The principal lesson to be seen in the typical Day of Atonement is that it leads to atonement between God and man, for the priesthood (i.e., the faithful heavenly bride of Christ), for the Levites (i.e., the erratic, but ultimately overcoming, heavenly great multitude), and for all the people (i.e., ultimately the whole world of mankind). A second lesson is also manifest: Atonement is to be accomplished in two stages, the Gospel Age for the church, and the Millennial Resurrection Kingdom for the whole rest of Adam’s fallen race. Thus, if we keep in mind our own fallen nature in the present Day of Atonement, we will continue to appreciate our need of Jesus Christ as our Redeemer, we will ‘work out our own salvation with fear and trembling’ (and not with overconfidence), and we will be patient even now with those who miss the mark as Christians, and with the unregenerate world, looking ahead to their day of redemption.
– James Parkinson
{1} Literally, a young bull, a son of plowing horned cattle (or oxen).
{2} Perhaps from the flocks of the priesthood. Jewish tradition has it that the priests bred a pure unblemished strain which was used exclusively for the tabernacle services.
{3} Most offerings were to be for the priesthood to eat of, (Leviticus 7) and even of some sin-offerings, but the Atonement Day sin-offerings were not to be eaten by anyone.

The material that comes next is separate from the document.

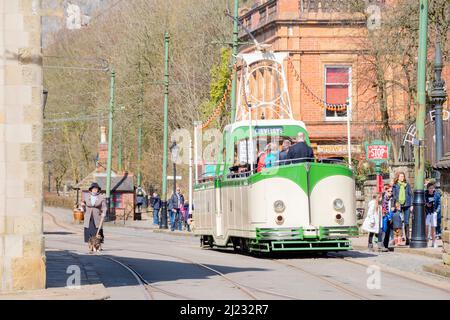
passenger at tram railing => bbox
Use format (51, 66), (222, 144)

{4} The expression ‘without the camp’ can mean either beyond the tents of Israel or in the buffer zone between the tabernacle and the tents of the Levites; context and common sense should decide in each case.
{5} Or, goat for Azazel, or, goat for removal (or, for departure).
{6} The non-priests of the sons of Kohath, and Gershom and Merari, so served the tabernacle. (Numbers 3)
{7} The latter group, to be ‘the great multitude in heaven,’ must ultimately fully wash ‘their robes, and make them white in the blood of the lamb’. (Revelation 7:9, 13-17; 19:1)
{8} The name means ‘Righteous.’
{9} The fat and the blood were both offered in the sin-offerings of the Atonement Day, (Leviticus 16:14,15,25) but the bodies of the sin-offerings (bullock and LORD’s goat) were burned without the camp.